DRBD Primary/Primary using GFS
DRBD Primary/Primary using GFS
My goal by using DRBD as Primary/Primary with GFS is to load balance a http service, my servers looks like the following:
i use the GFS partition as document-root for my webserver (Apache).
maybe it’s better to use SAN as storage but it’s so expensive, another solutions maybe iSCSI or GNBD but also it’s need more servers which needs extra money
maybe in the future i will implement it using SAN, iSCSI or GNBD but for now it’s good with DRBD and GFS as two nodes with load balancer and it’s fast enough.

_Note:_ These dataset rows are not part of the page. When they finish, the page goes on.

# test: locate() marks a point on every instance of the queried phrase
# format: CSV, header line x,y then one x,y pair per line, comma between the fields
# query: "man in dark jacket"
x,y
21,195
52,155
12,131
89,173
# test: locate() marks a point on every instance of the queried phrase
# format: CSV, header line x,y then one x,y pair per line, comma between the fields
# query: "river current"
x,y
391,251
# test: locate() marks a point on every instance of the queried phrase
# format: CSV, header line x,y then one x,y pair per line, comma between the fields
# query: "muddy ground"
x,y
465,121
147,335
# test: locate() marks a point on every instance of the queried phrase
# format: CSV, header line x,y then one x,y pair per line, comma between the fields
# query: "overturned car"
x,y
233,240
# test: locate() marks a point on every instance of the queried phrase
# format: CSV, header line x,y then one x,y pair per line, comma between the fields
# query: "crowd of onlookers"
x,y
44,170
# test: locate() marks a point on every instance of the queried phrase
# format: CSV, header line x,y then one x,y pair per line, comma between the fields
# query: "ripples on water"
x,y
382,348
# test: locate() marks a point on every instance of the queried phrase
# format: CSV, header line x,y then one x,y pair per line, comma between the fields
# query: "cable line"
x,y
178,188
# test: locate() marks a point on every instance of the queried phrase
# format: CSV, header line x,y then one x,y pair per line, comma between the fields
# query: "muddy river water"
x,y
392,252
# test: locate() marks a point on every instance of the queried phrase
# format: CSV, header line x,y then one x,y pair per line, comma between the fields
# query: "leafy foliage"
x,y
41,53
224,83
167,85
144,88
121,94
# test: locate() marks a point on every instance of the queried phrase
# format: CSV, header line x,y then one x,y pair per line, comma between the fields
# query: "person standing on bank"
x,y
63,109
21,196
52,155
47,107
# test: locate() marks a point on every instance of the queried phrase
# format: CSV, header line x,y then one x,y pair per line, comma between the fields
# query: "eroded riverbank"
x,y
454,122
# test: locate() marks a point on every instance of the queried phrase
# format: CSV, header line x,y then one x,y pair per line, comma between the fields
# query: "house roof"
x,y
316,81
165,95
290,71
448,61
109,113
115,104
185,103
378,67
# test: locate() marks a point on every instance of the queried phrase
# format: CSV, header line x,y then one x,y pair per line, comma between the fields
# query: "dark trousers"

for testing and preparing this quick howto i used Xen to create 2 virtual machine and centos 5 as OS. the partition that i want to use as GFS is named xvdb1, make sure that your partition don’t contain any data you want (it will be destroyed)
to destroy the partition i used this command in the two nodes:
dd if=/dev/zero of=/dev/xvdb1
change /dev/xvdb1 to your partition (make sure it doesn’t contain any needed data).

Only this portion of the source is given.